The hole in the ozone layer in Antarctica became 3 times larger than in Brazil

It's not clear why the hole in the ozone layer got so big this year / Photo courtesy of ESA
It’s not clear why the hole in the ozone layer got so big this year / Photo courtesy of ESA

The European Space Agency (ESA) has reported that the hole in Antarctica’s ozone layer has expanded to nearly record size.

The hole had spread to an area of ​​2.6 million square kilometers on September 16.

According to ISA, this hole is 3 times the size of Brazil.

According to the European Space Agency, every year between August and October, the hole in the ozone layer expands, but this year, it started expanding faster from mid-August.

Experts from the European Meteorological Agency Copernicus said that this year a huge hole was seen over Antarctica.

It is not yet clear why the hole in the ozone layer got so big this year.

But according to experts, this happened due to the eruption of Tonga’s underwater volcano in January 2022, during which a large amount of water vapor was spread over the Hawaiian sphere.

The vapor reached the South Pole in late 2022 when the hole in the ozone layer above Antarctica closed, so the hole began expanding rapidly in August.

However, scientists said that this is just an idea and it remains to be known what effect the volcanic eruption in Tonga had on the ozone layer of the South Pole.

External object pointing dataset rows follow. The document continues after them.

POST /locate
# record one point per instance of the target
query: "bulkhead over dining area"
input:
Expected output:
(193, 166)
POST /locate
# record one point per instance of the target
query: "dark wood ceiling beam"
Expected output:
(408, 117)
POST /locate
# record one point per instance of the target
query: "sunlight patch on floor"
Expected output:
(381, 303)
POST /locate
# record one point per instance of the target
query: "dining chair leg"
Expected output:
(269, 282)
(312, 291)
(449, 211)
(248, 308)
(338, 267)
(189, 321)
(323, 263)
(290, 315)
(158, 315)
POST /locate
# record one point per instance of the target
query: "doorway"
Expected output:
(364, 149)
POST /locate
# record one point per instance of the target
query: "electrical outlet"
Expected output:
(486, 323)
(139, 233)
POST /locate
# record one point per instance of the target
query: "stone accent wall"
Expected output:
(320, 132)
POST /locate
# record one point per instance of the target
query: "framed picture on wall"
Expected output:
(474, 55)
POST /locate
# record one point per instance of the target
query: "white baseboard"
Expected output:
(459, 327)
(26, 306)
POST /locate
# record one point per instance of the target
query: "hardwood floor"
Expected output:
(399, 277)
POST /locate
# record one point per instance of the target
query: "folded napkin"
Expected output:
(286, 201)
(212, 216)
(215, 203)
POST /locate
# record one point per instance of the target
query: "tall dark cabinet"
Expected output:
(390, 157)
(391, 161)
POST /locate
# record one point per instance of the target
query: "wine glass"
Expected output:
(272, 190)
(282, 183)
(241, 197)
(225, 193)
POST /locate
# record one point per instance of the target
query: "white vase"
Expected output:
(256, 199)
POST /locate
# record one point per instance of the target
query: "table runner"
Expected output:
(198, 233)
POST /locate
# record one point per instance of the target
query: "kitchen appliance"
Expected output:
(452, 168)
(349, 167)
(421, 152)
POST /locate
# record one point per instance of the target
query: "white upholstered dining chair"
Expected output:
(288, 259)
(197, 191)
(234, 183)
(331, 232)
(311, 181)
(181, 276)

According to experts, this year too, the ozone layer will return to normal by the end of December.

Keep in mind that in January 2023, a UN report stated that the ozone layer that protects our planet from the sun’s dangerous rays will be completely restored in 4 decades.

In 1987, a global agreement was reached to stop the use of hazardous chemicals that were causing damage to the ozone layer.

The UN report said that the ozone layer in other parts of the world except the poles will be fully recovered by 2040.

In the North Pole, this process is likely to be completed by 2045 and in Antarctica by 2066.

Since the global agreement, 99% of hazardous chemicals that damage the ozone layer have been phased out, which has gradually improved the ozone layer.

The recovery of the ozone layer is slow and will reach 1980s levels by 2040, the report said.